Making the move from his native Virginia to Harnett County goes along with the long-range plan he and his family wanted to see come to fruition — being close to Raleigh.
Mr. Vincent has family in the area, including his daughter who recently transferred to UNC Chapel Hill from Virginia Tech, and old friends.
“Everything I’ve read, the bypass, there’s so many things going on I thought it would be a great opportunity,” he said. “My wife and I love it here. Love the small-town feel, saw the pictures, saw the festivals and just love it.”
Mr. Vincent comes into the job facing several issues from both the past and the future. They range from the challenges of the addition of the N.C. 55 bypass to moving the town past the ghosts and demons of the recent past.
““I feel like the tension is gone,” he said. “I think there’s some scars — and I don’t get into that — from hearing stories you can tell there’s some scars. But I think in time, people will get over that.”
Growth is one of the biggest challenges facing the town in the days ahead. He explains there is an explosion of growth just waiting beneath the surface and when it does erupt, the town has to be ready.
Mr. Vincent would like to see the most looming example of that growth, the bypass, become a gateway to Angier.
“We’ve got to have a plan,” he said. “We know where the growth is coming from and we know the bypass is going to help with the traffic issues.”
There’s also the economic development which the town has been clamoring and yearning for, even if it doesn’t come in the way most hope. He said with a recent decrease in actual manpower involved in manufacturing — in cases as much as 40 percent — it’s becoming a challenge to entice manufacturers to come to smaller areas, regardless of where.
“To find that large manufacturer for the community, I don’t think it’s out there,” he said. “What we’ll have to do is we have to be ready for them when they do want to come.”
He addresses the questions which arise from the situation he described. Calling for the future to include a readiness to accept whatever comes.
“What is it exactly we want to have, is it a commerce station?,” he said. “Or do we just let the consultants and the industry pick and choose where they want to be?”
Mr. Vincent says the town board of commissioners needs to decide and look forward at how they will seek the solution.
“Right now we’re 70-30,” he said. “We’re 70 percent residential, 30 percent commercial and the goal is 50-50. And that’s going to build a sound economy for us. And that’s where I want to go.”
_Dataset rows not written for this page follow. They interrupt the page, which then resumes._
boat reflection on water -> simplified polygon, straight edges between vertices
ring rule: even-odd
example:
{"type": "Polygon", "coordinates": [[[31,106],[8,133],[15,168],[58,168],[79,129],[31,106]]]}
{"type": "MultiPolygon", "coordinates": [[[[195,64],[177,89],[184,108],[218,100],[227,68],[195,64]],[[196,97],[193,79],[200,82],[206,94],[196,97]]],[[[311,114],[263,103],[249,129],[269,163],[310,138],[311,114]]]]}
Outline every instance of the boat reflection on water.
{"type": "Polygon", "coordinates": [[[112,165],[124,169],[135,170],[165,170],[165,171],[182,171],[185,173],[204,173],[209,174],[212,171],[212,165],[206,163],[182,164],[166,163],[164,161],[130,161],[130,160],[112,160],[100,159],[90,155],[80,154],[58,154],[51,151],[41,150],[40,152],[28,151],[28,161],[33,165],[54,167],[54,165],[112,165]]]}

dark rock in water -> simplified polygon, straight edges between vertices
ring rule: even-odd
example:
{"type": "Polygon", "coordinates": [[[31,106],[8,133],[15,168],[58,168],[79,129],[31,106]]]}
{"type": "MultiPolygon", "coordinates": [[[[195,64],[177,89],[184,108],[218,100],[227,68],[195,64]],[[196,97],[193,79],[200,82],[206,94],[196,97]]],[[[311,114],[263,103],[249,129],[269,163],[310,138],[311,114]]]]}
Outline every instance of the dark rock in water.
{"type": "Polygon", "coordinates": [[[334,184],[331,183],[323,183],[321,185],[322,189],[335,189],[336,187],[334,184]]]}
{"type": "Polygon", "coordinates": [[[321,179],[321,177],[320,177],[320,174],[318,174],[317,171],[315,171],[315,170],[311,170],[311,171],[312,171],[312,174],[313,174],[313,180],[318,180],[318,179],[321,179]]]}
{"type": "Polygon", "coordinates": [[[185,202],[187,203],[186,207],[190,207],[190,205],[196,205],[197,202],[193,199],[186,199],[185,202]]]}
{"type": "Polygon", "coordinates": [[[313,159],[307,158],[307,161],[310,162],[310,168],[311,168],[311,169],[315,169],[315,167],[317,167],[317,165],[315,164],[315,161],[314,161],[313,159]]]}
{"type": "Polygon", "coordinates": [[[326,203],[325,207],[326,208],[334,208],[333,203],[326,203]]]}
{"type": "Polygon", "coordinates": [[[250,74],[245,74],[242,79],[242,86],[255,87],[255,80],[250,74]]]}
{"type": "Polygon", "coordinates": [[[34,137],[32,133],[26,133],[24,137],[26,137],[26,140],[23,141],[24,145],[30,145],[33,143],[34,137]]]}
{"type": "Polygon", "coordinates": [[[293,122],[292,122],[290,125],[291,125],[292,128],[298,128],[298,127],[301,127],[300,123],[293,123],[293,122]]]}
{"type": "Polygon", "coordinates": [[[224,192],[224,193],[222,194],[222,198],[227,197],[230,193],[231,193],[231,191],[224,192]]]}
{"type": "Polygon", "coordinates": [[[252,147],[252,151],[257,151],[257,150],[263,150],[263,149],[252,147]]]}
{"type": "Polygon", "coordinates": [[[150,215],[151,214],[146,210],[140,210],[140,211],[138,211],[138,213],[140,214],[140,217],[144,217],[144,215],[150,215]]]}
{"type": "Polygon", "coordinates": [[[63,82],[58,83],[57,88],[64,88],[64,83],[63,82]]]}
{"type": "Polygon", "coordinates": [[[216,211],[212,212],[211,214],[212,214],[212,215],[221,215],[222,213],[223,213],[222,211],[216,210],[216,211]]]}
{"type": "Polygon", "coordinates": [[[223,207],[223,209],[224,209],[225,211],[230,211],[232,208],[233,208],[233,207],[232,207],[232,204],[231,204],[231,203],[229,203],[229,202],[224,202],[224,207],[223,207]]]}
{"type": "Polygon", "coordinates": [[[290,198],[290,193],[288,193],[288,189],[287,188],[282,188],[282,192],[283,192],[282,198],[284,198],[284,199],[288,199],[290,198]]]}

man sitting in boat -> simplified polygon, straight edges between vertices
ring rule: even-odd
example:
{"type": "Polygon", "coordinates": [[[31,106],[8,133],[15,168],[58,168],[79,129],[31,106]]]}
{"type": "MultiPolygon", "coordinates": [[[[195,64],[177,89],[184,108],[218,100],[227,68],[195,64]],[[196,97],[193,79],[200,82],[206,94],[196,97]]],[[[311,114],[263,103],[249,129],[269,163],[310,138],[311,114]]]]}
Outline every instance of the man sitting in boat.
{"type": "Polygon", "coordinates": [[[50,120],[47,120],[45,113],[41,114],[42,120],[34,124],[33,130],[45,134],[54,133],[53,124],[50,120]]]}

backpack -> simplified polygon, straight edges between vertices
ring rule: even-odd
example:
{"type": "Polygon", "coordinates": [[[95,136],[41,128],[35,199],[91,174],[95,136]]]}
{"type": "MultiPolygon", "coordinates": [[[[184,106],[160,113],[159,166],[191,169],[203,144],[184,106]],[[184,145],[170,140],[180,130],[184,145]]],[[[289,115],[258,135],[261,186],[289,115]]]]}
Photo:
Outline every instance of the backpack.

While all of those questions remain to be answered, there are several areas of the past which have caused controversy, both in Angier and in Mr. Vincent’s life.
In early 2018, Mr. Vincent was serving as town manager of Huntersville, N.C., a post he resigned from following a physical altercation with his stepson.
On Jan. 21, 2018, he was taken into custody and charged with simple misdemeanor assault, according to reports.
He resigned almost immediately at the behest of the town council.
Mr. Vincent addresses the situation frankly and admits it did happen.
He said he and his wife were dealing with a stepson who was “headed in the wrong direction” and had been for about eight months.
“Basically, he and I that particular day, we did not see eye-to-eye,” Mr. Vincent admits. “When a teenager becomes very aggressive towards his mother and she’s at a point where something needs to be done, that’s what happened.”
Mr. Vincent also says the incident has brought the family closer together. He said interventions in the wake of the incident helped right the family ship.
“We’ve seen us where we’re to where we are now and it’s very strong,” he said.
As far as anyone who has harbored ill feelings or who has been critical of town officials for hiring him in spite of their knowledge of the incident, Mr. Vincent offers a reassurance about the aftermath and the time away from public life.
“I needed the time to get family straight and I think that’s important,” he said. “It gave us the time we needed and once it got to the point we’re so much better now, I started looking again.”